ブラジルで農地改革とは、農地所有権問題から取り組まねばならない。農地の寡占化は過去十年、MST(農地占拠運動)が考えるほど進んでいない。農地寡占化は、地方自治体の政治的問題といえそうだ。
農地改革は一九七九年からこれまで、何らインパクトを起すことはなく、政策的に失敗であったようだ。州知事らは、社会的反発と土地係争を懸念して農地改革に関心を示さなかった。
農地改革は北部にだけ集中したので、MSTは中央西部と北東部で農地改革を行うよう同地方を狙って活動を集中した。

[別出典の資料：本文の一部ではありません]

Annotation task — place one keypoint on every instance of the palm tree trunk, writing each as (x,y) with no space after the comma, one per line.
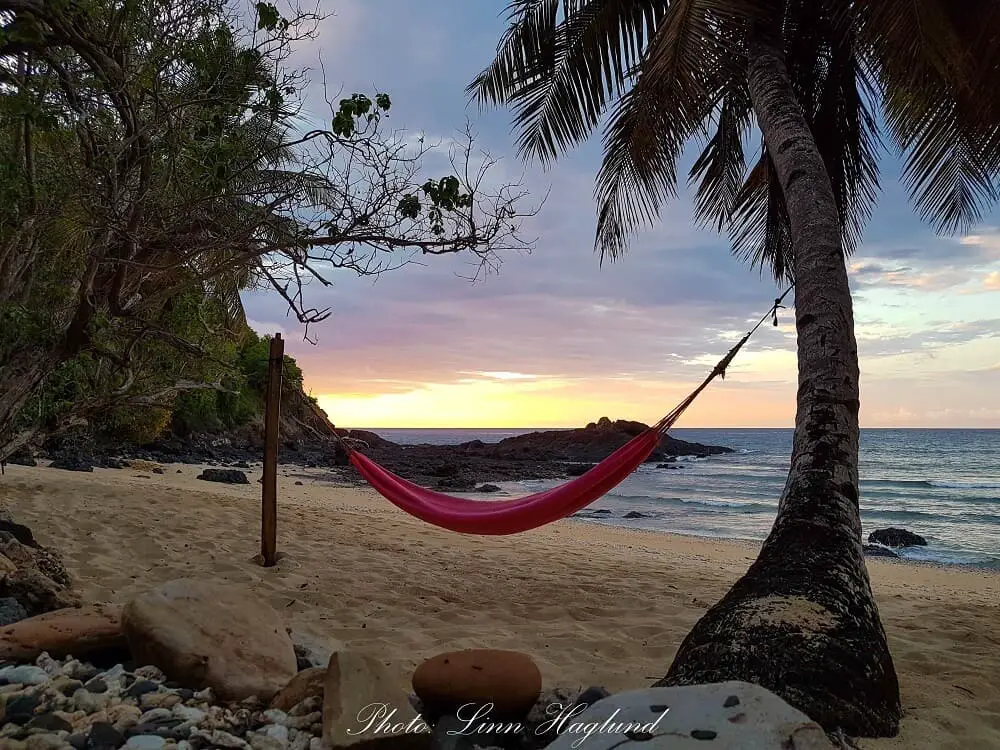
(802,621)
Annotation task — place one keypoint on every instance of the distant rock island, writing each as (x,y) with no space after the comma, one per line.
(308,440)
(548,454)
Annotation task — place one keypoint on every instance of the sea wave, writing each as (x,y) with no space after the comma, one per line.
(965,485)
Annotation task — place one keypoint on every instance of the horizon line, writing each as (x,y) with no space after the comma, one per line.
(689,427)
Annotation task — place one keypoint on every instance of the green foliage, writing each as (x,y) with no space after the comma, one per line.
(357,109)
(444,195)
(243,401)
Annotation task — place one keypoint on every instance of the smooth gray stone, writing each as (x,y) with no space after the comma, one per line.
(722,716)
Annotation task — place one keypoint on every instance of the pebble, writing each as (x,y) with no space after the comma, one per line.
(146,742)
(96,685)
(24,674)
(141,687)
(218,738)
(123,715)
(276,716)
(50,723)
(103,736)
(44,742)
(84,700)
(159,700)
(277,732)
(150,672)
(188,713)
(156,715)
(71,705)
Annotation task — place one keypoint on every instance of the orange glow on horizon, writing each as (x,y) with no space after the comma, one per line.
(554,404)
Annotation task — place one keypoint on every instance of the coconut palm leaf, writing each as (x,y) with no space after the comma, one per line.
(559,64)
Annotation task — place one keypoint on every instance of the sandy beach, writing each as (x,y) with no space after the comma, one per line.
(591,604)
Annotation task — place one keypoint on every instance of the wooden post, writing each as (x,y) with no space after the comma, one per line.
(269,489)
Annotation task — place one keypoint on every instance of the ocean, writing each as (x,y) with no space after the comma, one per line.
(943,484)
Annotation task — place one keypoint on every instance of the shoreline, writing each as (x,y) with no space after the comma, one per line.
(333,478)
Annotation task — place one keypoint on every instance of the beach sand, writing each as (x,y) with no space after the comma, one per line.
(593,605)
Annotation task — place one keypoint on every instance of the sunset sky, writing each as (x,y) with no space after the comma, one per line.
(556,340)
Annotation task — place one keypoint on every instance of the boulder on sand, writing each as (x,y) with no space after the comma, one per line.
(205,634)
(893,537)
(722,716)
(363,706)
(508,680)
(78,631)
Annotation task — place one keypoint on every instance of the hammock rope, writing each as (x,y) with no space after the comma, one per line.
(470,516)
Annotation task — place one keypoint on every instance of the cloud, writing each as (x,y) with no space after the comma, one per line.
(635,335)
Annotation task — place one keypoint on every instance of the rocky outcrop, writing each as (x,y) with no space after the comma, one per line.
(358,689)
(551,454)
(595,442)
(204,634)
(893,537)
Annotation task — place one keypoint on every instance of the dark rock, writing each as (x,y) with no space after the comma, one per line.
(36,592)
(103,736)
(457,484)
(20,708)
(50,723)
(226,476)
(595,442)
(20,532)
(11,611)
(893,537)
(72,463)
(877,550)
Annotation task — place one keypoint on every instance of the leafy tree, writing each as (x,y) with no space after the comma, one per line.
(802,621)
(151,149)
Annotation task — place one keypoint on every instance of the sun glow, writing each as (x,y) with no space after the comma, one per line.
(556,403)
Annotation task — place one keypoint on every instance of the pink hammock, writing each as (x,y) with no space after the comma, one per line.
(469,516)
(508,516)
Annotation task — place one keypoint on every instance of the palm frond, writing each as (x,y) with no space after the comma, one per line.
(759,228)
(587,50)
(937,103)
(681,80)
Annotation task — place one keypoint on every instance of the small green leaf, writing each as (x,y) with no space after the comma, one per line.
(267,17)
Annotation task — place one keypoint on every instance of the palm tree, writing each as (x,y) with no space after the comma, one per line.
(808,74)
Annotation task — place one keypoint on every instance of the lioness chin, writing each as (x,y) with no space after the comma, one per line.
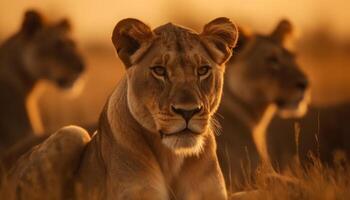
(155,137)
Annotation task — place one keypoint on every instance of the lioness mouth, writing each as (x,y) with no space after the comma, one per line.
(281,103)
(184,132)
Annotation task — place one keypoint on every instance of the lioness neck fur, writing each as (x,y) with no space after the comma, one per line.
(155,138)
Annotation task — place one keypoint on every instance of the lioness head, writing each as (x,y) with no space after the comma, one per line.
(175,77)
(48,51)
(265,72)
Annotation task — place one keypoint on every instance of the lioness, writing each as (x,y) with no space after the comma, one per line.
(262,79)
(37,51)
(155,138)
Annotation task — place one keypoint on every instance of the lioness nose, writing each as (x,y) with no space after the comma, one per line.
(302,84)
(187,114)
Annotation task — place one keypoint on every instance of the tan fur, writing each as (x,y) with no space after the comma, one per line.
(39,50)
(145,148)
(263,79)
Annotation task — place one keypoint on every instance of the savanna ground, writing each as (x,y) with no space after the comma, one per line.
(327,67)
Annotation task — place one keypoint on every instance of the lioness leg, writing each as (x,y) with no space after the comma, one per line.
(46,171)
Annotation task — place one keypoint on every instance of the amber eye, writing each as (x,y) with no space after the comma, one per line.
(204,70)
(159,71)
(272,59)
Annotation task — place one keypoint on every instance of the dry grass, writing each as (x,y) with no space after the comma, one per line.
(314,181)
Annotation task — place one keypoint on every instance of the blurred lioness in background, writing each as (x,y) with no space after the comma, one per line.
(261,80)
(38,51)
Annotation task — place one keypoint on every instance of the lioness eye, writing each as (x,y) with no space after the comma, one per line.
(202,71)
(272,59)
(159,70)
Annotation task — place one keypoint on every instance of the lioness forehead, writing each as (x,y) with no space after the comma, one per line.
(177,38)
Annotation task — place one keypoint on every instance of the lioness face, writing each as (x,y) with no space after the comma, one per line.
(49,51)
(268,73)
(175,86)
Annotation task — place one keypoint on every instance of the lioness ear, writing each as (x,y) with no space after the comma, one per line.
(129,35)
(219,37)
(32,22)
(282,31)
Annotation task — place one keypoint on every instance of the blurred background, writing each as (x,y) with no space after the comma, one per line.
(321,40)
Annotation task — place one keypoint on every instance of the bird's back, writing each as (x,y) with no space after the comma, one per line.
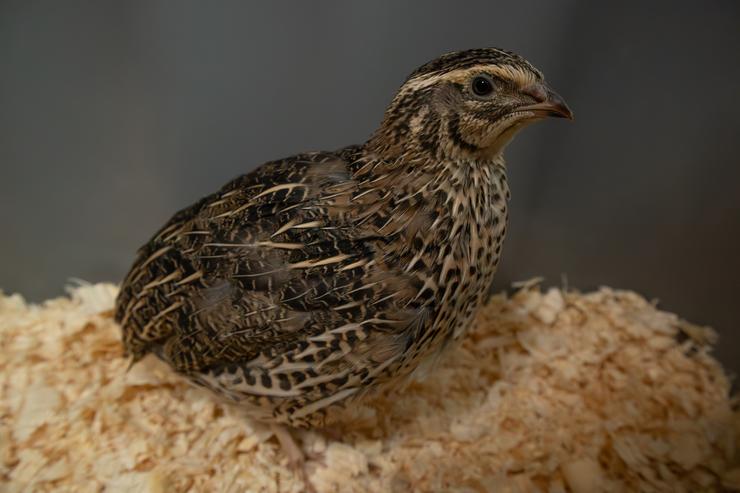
(293,287)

軍政時代に中央西部は聖域とされ、農地改革をさせなかった。農地改革が北部に偏重したのは、僻地開発の政治的理由からであったようだ。
農地改革に関する他のグループは、北東地方など政治的に複雑な問題が絡む地域の農地改革を制限するよう提言した。また農業技術という文化が不在な地域の場合、農民に農地を与えて入植させても失敗するという。
北東地方の農地改革には、農業の行政介入による指導なくして地域社会の発展はないという見方だ。南部地方の農業生産者とは、全く質が異なる。アグリビジネスという文化は、殆どない。
労働者の奴隷的使役は、地域全体がタコベヤになっているからだという。手に職もない無学の人間が、それから逃れるには故郷を捨て、町で路上生活をするかスラム街に身を寄せるしかない。